The second point is that the Mosaic Law was not fading away. Was the Mosaic Covenant set aside prior to the inauguration of the New Covenant? If so, how did Jesus fulfill its demands? In Galatians 4:4–5, Paul tells us that Jesus had to be born under the Law and live under the Law so that he could fulfill the demands of the Law in order to provide redemption for those who trust in him. The obligations of the Mosaic Law would be replaced with the New Covenant at the Crucifixion, but not before.2 Since the signs were to point to Jesus’ identity and since the Law was still in effect, this interpretation, while ancient and common, cannot be correct. Instead, with the wedding, the water, and the wine, Jesus is introducing himself as the Prophet-like-Moses.
Whereas Moses’ first public miracle was turning the water of Egypt to blood, symbolizing judgment and death, Jesus’ first public miracle was turning water to wine, symbolizing joy and redemption. Some say the water of Egypt merely turned red with algae. But the color was not the point; it was the nature of the miracle. Scripture presents the plagues as mighty acts of God, and it was blood that signified judgment. It is worth noting that Exodus 7:19 specifies that it was not only the water in the Nile River or the water in streams and pools that were turned to blood, but also the water “both in vessels of wood and in vessels of stone.”3 The extent of this plague to include water in pots also rules out naturalistic explanations regarding the red color of the Nile, for it was not just the Nile, but even water contained in vessels of wood and stone that was turned to blood.
Photo by LUMO Project via FreeBibleImages.org
With his first miracle, Jesus shows himself to be the One of whom Moses spoke. This is seen as further signaling the time for the new Exodus—a new Exodus of salvation.4 In turning the water to wine, Jesus is introducing himself by presenting his credentials, his business card, as the Prophet-like-Moses. The Messiah has arrived!
Jim Sibley is on the CMJ USA board and has been involved in Jewish ministry for many years.

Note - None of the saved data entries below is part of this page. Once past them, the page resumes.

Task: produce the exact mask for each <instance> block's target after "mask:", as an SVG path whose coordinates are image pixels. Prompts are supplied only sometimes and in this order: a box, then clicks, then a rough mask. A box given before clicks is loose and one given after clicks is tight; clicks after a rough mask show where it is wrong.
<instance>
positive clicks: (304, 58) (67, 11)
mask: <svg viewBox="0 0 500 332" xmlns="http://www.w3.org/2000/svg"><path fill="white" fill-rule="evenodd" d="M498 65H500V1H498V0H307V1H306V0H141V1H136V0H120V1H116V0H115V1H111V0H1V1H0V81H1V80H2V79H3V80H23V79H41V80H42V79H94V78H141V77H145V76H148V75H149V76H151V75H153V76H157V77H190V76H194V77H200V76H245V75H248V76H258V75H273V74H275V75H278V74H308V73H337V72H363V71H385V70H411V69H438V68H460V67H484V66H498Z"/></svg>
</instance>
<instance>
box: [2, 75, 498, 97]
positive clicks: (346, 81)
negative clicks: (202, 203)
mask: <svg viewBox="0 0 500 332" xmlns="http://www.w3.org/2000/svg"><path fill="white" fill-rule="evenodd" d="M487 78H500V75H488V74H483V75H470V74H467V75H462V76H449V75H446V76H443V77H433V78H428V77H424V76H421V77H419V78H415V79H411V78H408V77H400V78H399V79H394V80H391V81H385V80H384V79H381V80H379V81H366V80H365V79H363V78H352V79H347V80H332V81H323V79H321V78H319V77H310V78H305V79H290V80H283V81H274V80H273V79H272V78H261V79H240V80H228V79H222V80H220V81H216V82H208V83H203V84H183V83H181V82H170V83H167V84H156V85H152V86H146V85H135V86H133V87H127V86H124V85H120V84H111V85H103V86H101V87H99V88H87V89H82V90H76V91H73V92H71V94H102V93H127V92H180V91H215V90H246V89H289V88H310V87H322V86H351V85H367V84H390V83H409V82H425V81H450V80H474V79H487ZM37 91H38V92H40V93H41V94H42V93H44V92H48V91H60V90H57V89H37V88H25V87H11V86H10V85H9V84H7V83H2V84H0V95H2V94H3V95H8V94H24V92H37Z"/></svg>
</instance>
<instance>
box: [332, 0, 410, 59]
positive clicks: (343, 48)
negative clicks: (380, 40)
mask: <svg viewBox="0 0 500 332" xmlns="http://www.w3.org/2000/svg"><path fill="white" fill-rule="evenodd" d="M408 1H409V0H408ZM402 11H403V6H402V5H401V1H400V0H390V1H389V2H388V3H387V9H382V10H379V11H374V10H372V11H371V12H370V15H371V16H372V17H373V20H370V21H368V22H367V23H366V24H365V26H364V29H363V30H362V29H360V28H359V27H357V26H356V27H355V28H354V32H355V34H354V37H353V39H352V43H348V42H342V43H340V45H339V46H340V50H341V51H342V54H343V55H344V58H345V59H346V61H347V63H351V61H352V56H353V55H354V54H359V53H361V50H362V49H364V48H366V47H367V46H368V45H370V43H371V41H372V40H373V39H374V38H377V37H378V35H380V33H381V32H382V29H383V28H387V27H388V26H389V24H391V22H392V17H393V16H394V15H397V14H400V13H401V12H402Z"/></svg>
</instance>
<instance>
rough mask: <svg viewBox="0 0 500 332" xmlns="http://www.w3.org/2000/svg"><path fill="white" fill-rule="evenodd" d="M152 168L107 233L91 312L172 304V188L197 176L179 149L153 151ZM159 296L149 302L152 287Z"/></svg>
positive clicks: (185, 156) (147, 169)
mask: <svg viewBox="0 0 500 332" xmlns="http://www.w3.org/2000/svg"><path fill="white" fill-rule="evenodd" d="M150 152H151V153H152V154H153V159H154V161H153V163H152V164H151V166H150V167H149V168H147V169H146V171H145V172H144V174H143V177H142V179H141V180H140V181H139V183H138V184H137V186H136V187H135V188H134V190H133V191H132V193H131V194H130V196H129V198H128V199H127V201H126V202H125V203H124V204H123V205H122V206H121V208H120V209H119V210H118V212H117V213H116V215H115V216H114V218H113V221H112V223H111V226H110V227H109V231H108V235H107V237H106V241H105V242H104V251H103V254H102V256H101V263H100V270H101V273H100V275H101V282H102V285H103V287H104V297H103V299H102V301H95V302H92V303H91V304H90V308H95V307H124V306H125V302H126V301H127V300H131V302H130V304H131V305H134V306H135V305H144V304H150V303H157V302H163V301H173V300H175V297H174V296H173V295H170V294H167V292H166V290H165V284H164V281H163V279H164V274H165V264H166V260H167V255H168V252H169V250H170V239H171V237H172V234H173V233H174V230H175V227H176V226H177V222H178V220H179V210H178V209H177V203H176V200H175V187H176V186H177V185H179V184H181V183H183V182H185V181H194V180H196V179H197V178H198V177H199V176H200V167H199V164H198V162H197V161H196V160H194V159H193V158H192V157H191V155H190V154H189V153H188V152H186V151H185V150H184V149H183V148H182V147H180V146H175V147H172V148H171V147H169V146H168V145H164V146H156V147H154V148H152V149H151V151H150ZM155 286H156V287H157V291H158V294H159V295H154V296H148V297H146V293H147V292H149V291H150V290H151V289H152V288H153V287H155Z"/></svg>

He is the North America Coordinator for the Lausanne Consultation on Jewish Evangelism and Research Professor for Israel College of the Bible. He and his wife, Kathy, have two married daughters and six grandchildren.
- George R. Beasley-Murray, John, Word Biblical Commentary 36 (Grand Rapids: Zondervan, 1999), 36.
- Luke 22:20; 1 Cor 11:25; Heb 8:13; 7:11–16. But see also Rom 7:12 and 2 Tim 3:16.
- Emphasis added.
- See T. Francis Glasson, Moses in the Fourth Gospel, Studies in Biblical Theology (London: SCM Press, 1963; reprinted, Eugene, OR: Wipf and Stock Publishers, 2009).